Enter the Spaced Out! DLC. It theoretically provided me with an opportunity to return to ONI, but with options that expedite space-faring. But being the person that I am, I decided to launch Melancolony VII. Yeah, I accidentally skipped VI, but I may go back to it should I decided to run one of those unique Spaced Out! colonies that require space adventures sooner rather than later for resources.
The developers at Klei marginally increased the difficulty of the base asteroid to compensate for some of the game’s additions. For example, the research tree now requires handling radioactive materials, compelling me to watch a few YouTube tutorials so that I could optimize my uranium deposits’ output. The addition of cobalt and lead as metal ore and refined metal, respectively, allowed me to save my gold and iron ore exclusively for high thermal conductivity builds.

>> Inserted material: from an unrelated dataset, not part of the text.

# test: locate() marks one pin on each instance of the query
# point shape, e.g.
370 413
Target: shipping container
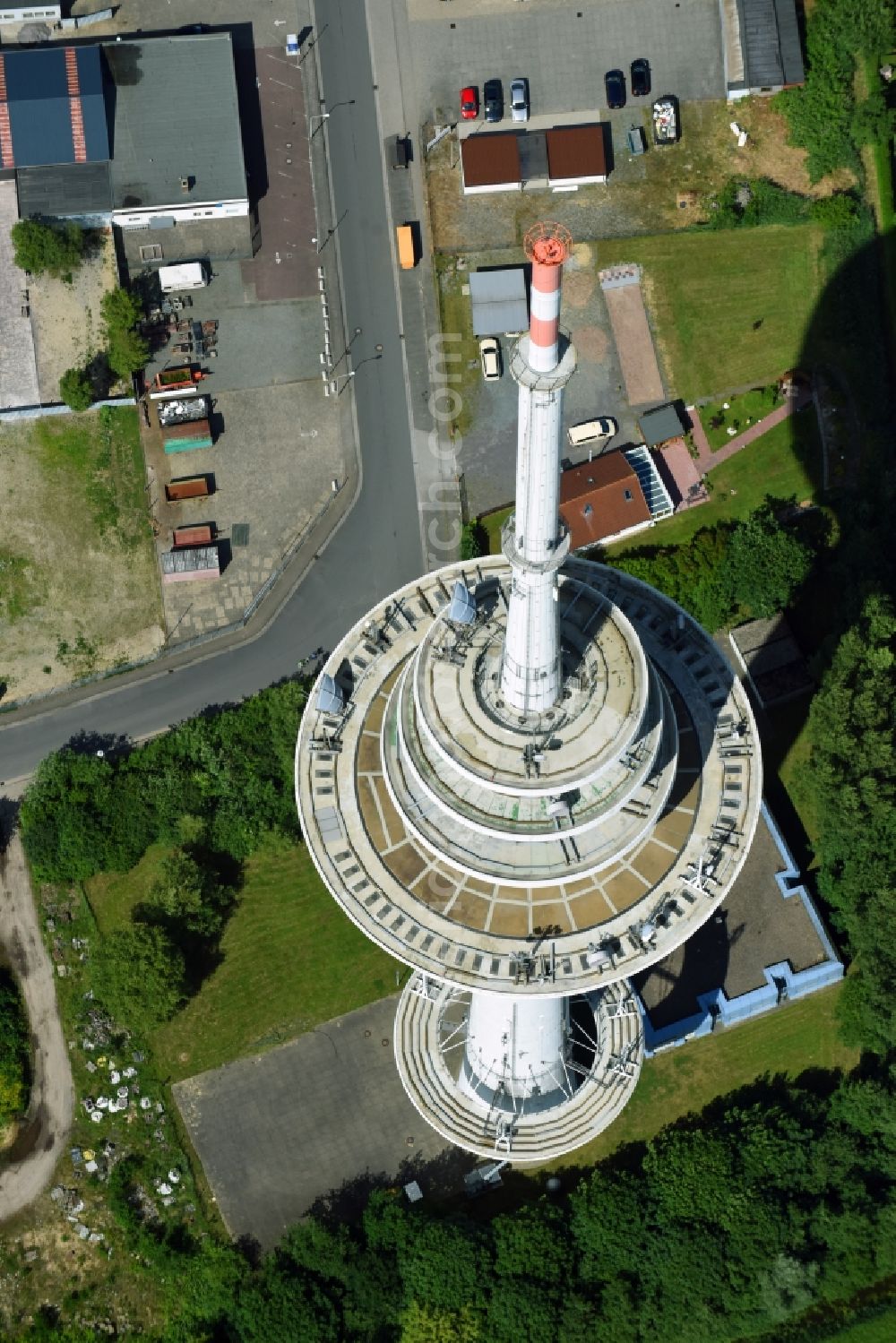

I once again breached the surface of my asteroid into space. I also found a teleporter that beams dupes right to a teleport receiver on another asteroid. Perhaps the anticipation of learning rocketry calculations all over again intimidated me from playing further. That, or waiting for what feels like an eternity to build my anti-meteor grid just bores me into playing something else.
Forspoken
Despite the gaming industry collectively panning Forspoken, I maintained my promise of supporting the game on “day one.” However, I changed up a little, purchasing the game not for myself, but for my sixteen-year-old daughter who has a penchant for open world games.
Using her as a guinea pig proxy, I observed her playthrough. I have to agree with the criticisms in regards to the poor dialogue. Frey swears worse than a combined company of sailors, so many F-bombs that Samuel L. Jackson sounds comparatively wholesome. In one specific dialog, Frey says to an NPC something to the effect of “I’m just blowing smoke up your ass,” and I experienced an epiphany, because I have never, ever heard anyone black say a phrase like that.
It is not new news that Asian development teams generally do not know how to depict black people. I do not know why Luminous Productions chose to portray Frey as a homeless, orphaned young black woman with a tenuous relationship between gangs and the police; I suspect that the end result reduces Frey into a tired pathological caricature.
In regards to the claims that Frey is an unrelatable character, on one hand, these criticisms come from those who are accustomed to protagonists in Devil May Cry or Bulletstorm or Madworld or The House of the Dead: Overkill; if Frey were male, I think these agitators would be less-inclined to take umbrage with her. On the other hand, Frey’s unrelatability could be attributed to the fact that there are no black people are on Luminous Production’s development team, and therefore Frey is what a non-black people imagine a black woman to be. At most, Squeenix hired a few black people as consultants for Forspoken, but the principal elements of the game had already been set in stone by the time any feedback had been taken into consideration. So gamers are treated with a character that could have been better than what she is.